Opposition parties are calling on the Government to rein in pay increases for public sector chief executives as well as for MPs.

Andrew Little

Andrew Little Photo: RNZ / Alexander Robertson

The Government yesterday has announced it will introduce legislation to stop MPs getting the pay rise the Remuneration Authority gave them last week. MPs were awarded them a 5.5 percent pay rise, which reduced to 3.5 percent after allowance changes.

None of the parties oppose the Government's move to restrict pay rises for MPs to the average rise for public servants.

However Labour Party leader Andrew Little said the constraint also needed to apply to highly paid public sector chief executives.

"There seems to be a culture emerging not just in the private sector but in the public sector as well of those on very senior levels in an organisation getting these sort of stratospheric salaries. And I think there is an issue there, particularly in the public sector, which the government can justifiably do something about," Mr Little said.

Green Party co-leader Metiria Turei agreed and said there should be some sort of limit on how much more a chief executive could get than their lowest paid employee.

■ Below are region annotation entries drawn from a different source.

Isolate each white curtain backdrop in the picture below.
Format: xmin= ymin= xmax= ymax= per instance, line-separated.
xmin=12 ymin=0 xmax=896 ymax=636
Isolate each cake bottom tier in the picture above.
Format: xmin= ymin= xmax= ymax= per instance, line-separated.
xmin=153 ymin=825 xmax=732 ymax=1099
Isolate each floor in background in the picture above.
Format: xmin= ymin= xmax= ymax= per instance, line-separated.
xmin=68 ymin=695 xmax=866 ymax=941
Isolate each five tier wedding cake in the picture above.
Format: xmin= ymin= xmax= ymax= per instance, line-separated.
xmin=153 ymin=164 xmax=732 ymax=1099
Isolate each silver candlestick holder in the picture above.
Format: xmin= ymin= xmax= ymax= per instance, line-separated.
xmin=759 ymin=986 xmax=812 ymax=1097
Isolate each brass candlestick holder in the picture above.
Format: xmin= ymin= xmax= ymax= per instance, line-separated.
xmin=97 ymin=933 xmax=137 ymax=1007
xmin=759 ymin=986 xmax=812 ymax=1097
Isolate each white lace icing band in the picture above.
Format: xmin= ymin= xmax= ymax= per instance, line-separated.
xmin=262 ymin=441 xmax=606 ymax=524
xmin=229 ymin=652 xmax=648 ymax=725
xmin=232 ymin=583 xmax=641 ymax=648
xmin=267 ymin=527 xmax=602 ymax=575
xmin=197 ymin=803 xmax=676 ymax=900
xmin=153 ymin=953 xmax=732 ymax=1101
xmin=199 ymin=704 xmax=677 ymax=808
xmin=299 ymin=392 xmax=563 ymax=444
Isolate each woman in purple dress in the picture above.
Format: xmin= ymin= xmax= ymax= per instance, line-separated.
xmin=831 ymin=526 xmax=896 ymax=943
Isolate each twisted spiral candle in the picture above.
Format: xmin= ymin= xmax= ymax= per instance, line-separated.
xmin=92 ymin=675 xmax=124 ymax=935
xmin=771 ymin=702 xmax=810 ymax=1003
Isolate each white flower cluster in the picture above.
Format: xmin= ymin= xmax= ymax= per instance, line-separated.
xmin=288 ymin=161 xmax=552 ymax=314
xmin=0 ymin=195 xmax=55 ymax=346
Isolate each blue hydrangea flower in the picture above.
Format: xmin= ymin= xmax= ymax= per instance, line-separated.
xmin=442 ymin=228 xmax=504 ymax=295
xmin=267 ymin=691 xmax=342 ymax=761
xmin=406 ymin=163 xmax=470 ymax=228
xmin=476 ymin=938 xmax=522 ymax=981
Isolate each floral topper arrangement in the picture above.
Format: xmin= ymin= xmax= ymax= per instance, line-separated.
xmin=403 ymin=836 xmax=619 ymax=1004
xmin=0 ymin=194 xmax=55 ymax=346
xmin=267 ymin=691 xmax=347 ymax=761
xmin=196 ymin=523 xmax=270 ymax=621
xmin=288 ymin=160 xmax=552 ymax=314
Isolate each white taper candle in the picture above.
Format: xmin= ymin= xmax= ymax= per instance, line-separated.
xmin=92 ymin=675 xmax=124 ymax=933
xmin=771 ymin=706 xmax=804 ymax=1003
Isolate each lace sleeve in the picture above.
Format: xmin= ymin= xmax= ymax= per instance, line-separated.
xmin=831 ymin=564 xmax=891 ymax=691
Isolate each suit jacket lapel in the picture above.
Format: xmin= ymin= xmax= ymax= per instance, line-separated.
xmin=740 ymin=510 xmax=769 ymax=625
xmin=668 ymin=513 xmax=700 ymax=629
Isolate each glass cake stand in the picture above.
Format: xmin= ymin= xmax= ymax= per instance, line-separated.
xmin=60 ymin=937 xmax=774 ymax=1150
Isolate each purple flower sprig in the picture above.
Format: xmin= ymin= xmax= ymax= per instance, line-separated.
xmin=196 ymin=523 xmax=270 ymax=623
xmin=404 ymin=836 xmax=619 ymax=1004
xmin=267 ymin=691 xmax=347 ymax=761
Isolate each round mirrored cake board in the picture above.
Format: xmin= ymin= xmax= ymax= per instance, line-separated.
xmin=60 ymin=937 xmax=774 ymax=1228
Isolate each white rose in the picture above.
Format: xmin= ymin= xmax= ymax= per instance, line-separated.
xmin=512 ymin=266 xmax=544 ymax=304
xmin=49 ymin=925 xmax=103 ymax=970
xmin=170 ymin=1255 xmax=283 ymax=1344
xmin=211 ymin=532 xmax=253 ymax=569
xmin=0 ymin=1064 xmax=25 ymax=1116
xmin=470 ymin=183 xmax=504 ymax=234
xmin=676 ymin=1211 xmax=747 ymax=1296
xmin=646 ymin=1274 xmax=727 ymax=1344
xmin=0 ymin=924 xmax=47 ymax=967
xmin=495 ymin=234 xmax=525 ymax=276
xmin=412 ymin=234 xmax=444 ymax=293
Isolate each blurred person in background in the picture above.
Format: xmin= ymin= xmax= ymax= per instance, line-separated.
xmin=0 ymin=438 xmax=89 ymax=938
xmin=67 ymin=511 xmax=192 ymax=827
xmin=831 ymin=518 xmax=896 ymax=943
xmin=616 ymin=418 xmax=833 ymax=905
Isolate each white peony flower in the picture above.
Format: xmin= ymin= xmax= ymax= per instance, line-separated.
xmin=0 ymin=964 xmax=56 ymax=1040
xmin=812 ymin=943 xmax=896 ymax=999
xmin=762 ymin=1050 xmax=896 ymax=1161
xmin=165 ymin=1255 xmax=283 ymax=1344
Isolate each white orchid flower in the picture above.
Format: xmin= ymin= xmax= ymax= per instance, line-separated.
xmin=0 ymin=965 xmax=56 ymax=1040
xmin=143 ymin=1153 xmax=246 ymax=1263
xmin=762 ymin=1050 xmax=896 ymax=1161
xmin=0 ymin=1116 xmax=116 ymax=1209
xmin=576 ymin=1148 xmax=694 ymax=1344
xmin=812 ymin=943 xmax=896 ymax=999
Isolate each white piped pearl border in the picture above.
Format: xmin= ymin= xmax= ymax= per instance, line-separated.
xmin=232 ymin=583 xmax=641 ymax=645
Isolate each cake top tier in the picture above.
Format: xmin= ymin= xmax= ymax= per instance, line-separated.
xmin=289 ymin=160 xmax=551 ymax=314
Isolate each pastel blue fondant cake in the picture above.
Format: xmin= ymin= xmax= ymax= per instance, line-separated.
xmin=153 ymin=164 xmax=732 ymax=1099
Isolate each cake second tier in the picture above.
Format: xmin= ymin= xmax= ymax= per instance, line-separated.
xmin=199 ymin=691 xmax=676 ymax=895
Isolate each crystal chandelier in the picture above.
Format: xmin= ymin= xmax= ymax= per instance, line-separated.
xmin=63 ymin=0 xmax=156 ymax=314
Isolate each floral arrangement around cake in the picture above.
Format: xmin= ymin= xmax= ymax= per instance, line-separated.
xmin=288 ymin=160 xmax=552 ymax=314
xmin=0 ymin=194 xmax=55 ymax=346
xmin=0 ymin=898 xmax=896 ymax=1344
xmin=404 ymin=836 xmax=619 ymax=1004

"Percentage increases sound good but they still mean that the more money you earn the bigger your pay rise compared to those at the very bottom. So it's a very blunt instrument that doesn't necessarily deal with both big hikes or with the inequality between low paid workers and the CEOs in the public sector," Ms Turei said.

The Government though has no plans to rein in salary increases for senior public sector managers.

Instead it will introduce legislation under urgency in Parliament's next sitting session to reverse the pay rise for MPs and instead give them a rise the same as the average increase for public servants which, according to the latest statistics, was 1.1 percent.